From future Lara: I wrote this post a few months ago and came across it today as I cleaned out my post drafts. I am now future Lara, and this is sound advice, but keep in mind that as with any advice, it depends on the context.
July, 21, 2020:
In my conference talks, I quoted Robert C. Martin along the lines of:
Naming is hard, and very important. Choose the best names you can, and change them when you find better ones.
Me, paraphrasing Robert C. Martin in Clean Code
HOWEVER.
Probably don’t do this when the name in question is the name of a directory that is referenced by multiple other code-bases. Why? Because in two months or less, when you look at the code-base and dislike the new name and want to change it back to the original name, it is much harder to do. And don’t hard code paths anywhere.

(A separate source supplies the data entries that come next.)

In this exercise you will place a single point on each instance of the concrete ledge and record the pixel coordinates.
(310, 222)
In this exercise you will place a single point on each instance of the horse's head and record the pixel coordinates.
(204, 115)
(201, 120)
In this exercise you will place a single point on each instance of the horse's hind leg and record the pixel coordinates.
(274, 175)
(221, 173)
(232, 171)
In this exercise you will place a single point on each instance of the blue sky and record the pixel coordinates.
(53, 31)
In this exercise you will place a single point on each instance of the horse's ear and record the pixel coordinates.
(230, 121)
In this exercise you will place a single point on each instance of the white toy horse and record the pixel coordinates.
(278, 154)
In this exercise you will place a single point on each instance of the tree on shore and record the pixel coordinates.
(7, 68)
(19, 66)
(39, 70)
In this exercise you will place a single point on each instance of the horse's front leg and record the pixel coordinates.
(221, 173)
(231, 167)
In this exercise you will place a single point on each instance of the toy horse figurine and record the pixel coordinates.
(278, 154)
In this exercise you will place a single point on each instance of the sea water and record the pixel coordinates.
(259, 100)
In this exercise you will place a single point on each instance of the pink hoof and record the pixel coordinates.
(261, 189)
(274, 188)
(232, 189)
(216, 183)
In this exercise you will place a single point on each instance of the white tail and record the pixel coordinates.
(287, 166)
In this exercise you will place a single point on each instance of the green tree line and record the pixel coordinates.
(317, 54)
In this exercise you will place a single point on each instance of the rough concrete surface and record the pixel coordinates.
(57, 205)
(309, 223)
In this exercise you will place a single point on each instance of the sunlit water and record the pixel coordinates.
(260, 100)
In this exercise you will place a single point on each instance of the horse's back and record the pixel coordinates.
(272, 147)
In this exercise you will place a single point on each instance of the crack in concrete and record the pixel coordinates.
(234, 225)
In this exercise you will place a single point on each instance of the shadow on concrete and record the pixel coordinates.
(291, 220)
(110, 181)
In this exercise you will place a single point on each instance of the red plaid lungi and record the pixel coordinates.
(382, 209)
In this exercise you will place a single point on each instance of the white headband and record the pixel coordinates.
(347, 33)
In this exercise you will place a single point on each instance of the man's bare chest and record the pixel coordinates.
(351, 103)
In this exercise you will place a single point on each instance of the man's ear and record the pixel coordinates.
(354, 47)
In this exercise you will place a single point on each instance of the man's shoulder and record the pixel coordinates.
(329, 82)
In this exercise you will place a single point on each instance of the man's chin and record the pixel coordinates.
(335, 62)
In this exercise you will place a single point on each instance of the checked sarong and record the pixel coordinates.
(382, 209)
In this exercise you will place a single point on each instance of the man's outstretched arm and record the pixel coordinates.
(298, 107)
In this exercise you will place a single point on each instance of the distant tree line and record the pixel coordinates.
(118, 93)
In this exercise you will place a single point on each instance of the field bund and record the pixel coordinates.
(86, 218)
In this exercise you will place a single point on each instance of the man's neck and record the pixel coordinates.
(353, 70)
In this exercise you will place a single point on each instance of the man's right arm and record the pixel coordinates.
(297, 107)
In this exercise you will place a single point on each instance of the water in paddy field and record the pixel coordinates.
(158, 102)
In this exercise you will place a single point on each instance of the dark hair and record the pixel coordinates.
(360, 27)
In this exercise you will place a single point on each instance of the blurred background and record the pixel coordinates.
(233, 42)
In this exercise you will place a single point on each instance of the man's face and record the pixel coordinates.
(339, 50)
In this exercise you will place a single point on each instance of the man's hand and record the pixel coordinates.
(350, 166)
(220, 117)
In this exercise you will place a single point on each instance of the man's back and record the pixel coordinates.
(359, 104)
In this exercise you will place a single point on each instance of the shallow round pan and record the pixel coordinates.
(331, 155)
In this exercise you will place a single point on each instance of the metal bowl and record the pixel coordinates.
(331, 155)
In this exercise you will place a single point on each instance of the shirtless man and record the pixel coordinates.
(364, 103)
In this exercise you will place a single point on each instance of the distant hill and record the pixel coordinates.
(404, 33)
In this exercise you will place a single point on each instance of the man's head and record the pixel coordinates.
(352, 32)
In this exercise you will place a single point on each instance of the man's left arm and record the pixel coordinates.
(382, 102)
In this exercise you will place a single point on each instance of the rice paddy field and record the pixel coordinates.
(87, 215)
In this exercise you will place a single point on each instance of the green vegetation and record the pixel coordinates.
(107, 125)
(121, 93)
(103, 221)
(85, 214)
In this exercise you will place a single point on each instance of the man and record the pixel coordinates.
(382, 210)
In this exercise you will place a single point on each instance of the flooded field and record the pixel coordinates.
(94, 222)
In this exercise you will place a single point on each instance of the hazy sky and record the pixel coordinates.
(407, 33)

This seems obvious in hindsight, but at the time, I was like, “Nice, this is an opportunity to rename this thing and it feels so much better and cleaner with this new name.” And now I think the new name is a crappy name and I want to change it back. What will I do?

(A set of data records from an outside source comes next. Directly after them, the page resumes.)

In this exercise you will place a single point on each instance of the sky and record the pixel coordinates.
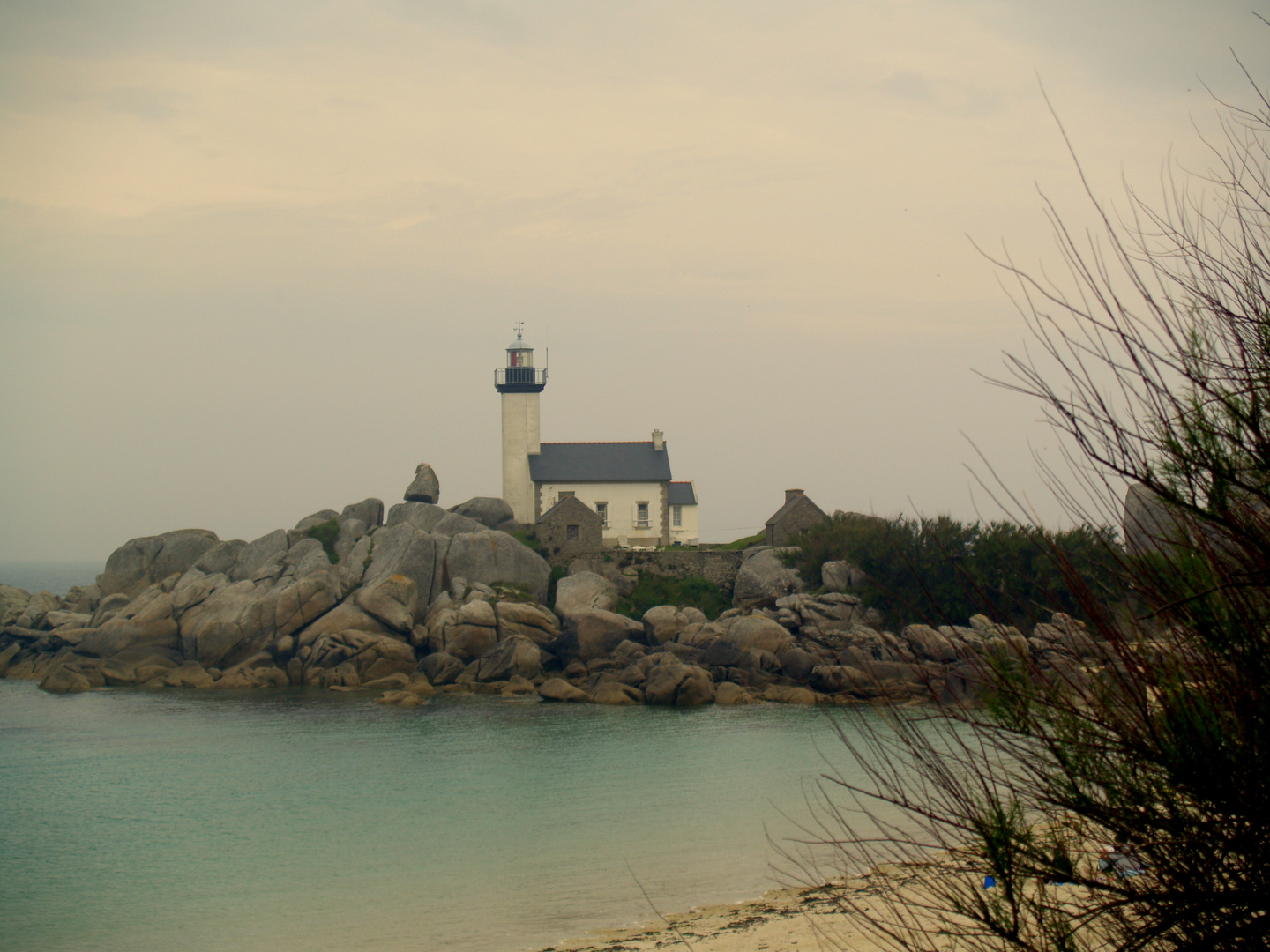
(259, 259)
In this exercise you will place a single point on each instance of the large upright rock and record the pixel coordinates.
(663, 623)
(369, 510)
(421, 516)
(242, 620)
(516, 655)
(260, 559)
(929, 643)
(426, 487)
(678, 684)
(317, 519)
(404, 550)
(757, 631)
(841, 576)
(147, 620)
(220, 559)
(141, 562)
(762, 579)
(591, 634)
(489, 512)
(453, 524)
(392, 599)
(13, 603)
(585, 591)
(493, 557)
(534, 622)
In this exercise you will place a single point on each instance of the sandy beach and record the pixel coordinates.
(780, 920)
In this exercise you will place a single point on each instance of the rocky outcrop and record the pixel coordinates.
(410, 553)
(370, 512)
(424, 487)
(533, 621)
(143, 562)
(392, 599)
(516, 655)
(663, 623)
(759, 632)
(560, 689)
(585, 591)
(439, 600)
(489, 512)
(592, 634)
(496, 557)
(678, 684)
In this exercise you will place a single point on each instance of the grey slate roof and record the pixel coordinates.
(681, 494)
(600, 462)
(790, 505)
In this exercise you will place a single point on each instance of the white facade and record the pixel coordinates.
(621, 508)
(519, 438)
(684, 524)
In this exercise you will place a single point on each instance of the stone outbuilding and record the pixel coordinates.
(571, 525)
(798, 513)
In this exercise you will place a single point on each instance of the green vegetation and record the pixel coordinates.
(557, 571)
(757, 539)
(326, 533)
(530, 539)
(1154, 366)
(943, 570)
(654, 589)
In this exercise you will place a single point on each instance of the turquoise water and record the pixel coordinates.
(306, 820)
(52, 576)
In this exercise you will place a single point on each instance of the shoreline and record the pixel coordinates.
(784, 919)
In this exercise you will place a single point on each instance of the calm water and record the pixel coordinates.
(49, 576)
(305, 820)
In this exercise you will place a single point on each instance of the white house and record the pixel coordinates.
(628, 484)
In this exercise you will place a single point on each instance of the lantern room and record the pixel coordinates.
(519, 376)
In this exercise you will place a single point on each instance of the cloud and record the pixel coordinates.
(150, 104)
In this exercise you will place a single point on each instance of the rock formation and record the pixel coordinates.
(423, 600)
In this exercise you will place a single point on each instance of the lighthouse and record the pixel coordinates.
(519, 383)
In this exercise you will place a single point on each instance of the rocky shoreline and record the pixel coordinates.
(423, 599)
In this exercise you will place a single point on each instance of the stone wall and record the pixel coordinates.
(719, 566)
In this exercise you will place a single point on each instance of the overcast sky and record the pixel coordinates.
(262, 258)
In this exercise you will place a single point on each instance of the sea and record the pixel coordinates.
(299, 819)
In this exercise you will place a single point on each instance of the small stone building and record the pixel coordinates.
(798, 513)
(571, 525)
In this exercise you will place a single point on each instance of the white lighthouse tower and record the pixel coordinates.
(519, 383)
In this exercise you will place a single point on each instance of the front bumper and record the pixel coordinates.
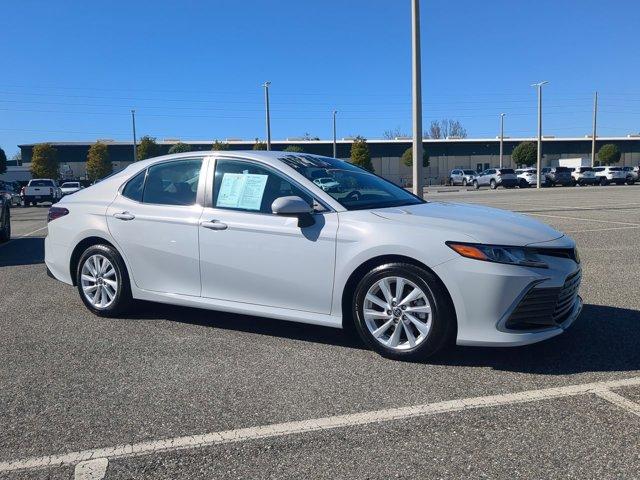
(485, 295)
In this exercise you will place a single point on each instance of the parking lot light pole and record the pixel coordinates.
(268, 116)
(594, 133)
(335, 146)
(135, 146)
(417, 98)
(501, 137)
(539, 159)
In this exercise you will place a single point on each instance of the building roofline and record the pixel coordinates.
(348, 141)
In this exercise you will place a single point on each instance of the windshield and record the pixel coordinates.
(355, 188)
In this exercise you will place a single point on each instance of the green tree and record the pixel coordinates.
(360, 154)
(3, 161)
(180, 148)
(220, 146)
(44, 161)
(294, 149)
(259, 145)
(609, 154)
(148, 148)
(525, 153)
(407, 157)
(98, 162)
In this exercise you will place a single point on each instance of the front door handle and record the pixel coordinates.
(214, 225)
(124, 216)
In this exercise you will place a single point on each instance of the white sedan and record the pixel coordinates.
(251, 233)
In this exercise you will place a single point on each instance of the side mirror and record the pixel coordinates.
(294, 206)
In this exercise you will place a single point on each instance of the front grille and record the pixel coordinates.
(545, 307)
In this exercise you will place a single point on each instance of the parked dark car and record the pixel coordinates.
(558, 176)
(5, 220)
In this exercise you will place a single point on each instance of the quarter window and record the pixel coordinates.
(172, 183)
(133, 189)
(246, 186)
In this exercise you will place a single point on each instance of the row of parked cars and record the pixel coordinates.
(36, 191)
(551, 176)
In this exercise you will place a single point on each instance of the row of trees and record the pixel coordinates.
(526, 154)
(445, 128)
(45, 164)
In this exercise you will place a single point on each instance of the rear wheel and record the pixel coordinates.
(402, 312)
(103, 282)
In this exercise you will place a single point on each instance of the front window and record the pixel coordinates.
(353, 187)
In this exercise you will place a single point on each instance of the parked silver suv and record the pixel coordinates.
(462, 177)
(495, 177)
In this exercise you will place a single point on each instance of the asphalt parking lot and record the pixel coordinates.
(172, 392)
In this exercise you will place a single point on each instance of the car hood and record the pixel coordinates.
(484, 224)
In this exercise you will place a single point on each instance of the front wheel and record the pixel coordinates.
(402, 312)
(103, 282)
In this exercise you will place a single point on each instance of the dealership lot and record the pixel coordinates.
(176, 385)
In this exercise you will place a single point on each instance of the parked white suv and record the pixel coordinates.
(584, 176)
(607, 175)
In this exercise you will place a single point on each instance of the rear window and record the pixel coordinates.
(41, 183)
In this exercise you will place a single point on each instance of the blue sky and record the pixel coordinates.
(72, 70)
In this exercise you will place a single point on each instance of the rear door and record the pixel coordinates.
(154, 220)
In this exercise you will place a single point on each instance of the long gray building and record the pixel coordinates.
(447, 154)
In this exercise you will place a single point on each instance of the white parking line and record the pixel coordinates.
(584, 219)
(620, 401)
(310, 425)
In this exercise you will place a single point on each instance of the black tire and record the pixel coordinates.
(123, 299)
(443, 327)
(5, 228)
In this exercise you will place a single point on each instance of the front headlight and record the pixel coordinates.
(498, 254)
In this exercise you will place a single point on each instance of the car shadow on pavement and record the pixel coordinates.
(246, 323)
(603, 339)
(22, 251)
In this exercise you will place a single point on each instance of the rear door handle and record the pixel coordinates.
(214, 225)
(124, 216)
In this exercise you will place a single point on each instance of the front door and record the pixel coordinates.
(155, 222)
(250, 255)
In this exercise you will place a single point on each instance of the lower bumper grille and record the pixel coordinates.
(545, 307)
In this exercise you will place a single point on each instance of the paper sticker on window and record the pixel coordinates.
(241, 190)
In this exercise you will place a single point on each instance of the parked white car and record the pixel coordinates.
(584, 176)
(527, 177)
(41, 190)
(251, 233)
(68, 188)
(607, 175)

Next time, I will strongly question renaming something just because it feels better to me.
Additional thought from future Lara: I think this applies to name changes that are high impact, like a directory that has a path coded in other places. There are good reasons for high impact name changes. If the new name “feels better” because it conforms better to an established standard, and the code-base is in active development, then that could be a good reason to change it. If, as in the above example, it “feels better” due to personal opinion in the moment, or you want to update an old code-base to standards “just because”, then think twice about changing the name.